Methods: By using a hybrid recursive feature elimination approach, the feature size of the source project is condensed to match the feature size of the target project. This is accomplished by integrating the fuzzy linear support classifier which represents the instances in terms of membership. The features which are more informative in discrimination among clean and buggy module is preserved and the least scored features are eliminated from the feature list. The weighted Jaccard Index is used for finding the dissimilarity among the source and target projects. Those computed instance of values are used for predicting the software defect by inducing learning vector quantization.
Findings: As software usage grows tremendously, Heterogenous Cross Defect Prediction has emerged as an essential study area in software engineering. Despite the fact that there are numerous literatures accessible, class imbalance and over fitting are the most significant issues that affect the accuracy rate of prediction models. The newly developed Hybrid Recursive Feature Elimination with Learning Vector Quantization uses two different software projects with different feature size.
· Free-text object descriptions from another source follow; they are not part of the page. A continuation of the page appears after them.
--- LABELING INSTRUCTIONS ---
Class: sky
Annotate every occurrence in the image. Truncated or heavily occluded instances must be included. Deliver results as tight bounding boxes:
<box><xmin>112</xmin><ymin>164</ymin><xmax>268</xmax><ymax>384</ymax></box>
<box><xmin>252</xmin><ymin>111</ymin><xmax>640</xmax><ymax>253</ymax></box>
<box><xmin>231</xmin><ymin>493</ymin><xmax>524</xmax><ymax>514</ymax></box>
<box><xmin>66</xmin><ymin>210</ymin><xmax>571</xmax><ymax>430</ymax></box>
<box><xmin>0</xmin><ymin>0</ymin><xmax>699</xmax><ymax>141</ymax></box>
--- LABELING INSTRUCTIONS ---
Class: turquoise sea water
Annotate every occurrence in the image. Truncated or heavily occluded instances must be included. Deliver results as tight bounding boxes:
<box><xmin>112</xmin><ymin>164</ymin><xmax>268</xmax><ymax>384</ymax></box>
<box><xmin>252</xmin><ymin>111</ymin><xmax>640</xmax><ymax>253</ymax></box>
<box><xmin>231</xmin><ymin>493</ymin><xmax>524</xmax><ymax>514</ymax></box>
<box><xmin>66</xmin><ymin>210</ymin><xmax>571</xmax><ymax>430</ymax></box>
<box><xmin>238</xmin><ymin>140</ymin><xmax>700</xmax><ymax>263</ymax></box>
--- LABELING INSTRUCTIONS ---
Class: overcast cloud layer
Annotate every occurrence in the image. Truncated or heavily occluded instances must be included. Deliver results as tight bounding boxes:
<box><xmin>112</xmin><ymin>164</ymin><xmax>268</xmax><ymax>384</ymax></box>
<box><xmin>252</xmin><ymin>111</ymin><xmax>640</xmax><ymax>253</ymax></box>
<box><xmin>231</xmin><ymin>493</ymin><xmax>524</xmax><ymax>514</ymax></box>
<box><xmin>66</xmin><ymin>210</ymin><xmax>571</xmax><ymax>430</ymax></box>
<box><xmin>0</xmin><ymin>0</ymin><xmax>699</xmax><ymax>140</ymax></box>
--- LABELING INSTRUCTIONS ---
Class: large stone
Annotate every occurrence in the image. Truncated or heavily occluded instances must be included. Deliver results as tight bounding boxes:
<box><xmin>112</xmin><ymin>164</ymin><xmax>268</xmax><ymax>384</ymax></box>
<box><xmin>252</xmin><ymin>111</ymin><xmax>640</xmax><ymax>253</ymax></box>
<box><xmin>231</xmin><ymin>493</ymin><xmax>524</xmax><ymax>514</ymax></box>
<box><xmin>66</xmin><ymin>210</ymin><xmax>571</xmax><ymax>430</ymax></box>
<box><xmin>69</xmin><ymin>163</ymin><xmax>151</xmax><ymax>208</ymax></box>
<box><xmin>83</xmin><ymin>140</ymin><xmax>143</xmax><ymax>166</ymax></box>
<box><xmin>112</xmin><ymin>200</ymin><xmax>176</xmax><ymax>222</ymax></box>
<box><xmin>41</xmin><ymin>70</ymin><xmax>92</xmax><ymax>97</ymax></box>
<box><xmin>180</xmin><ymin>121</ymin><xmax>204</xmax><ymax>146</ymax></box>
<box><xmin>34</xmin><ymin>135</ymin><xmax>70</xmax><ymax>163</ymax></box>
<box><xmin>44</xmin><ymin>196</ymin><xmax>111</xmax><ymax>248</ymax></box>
By adopting hybrid recursive feature elimination, the large dataset of the source project is reduced to the size of the target project, and similar instances between datasets are used to improve the accuracy of defect-prone modules using learning vector quantization.
Novelty: On six different heterogeneous projects for software defect prediction, the proposed Hybrid Recursive Feature Elimination with Learning Vector Quantization (HRFE-LVQ) for HCPDP outperforms standard classification models.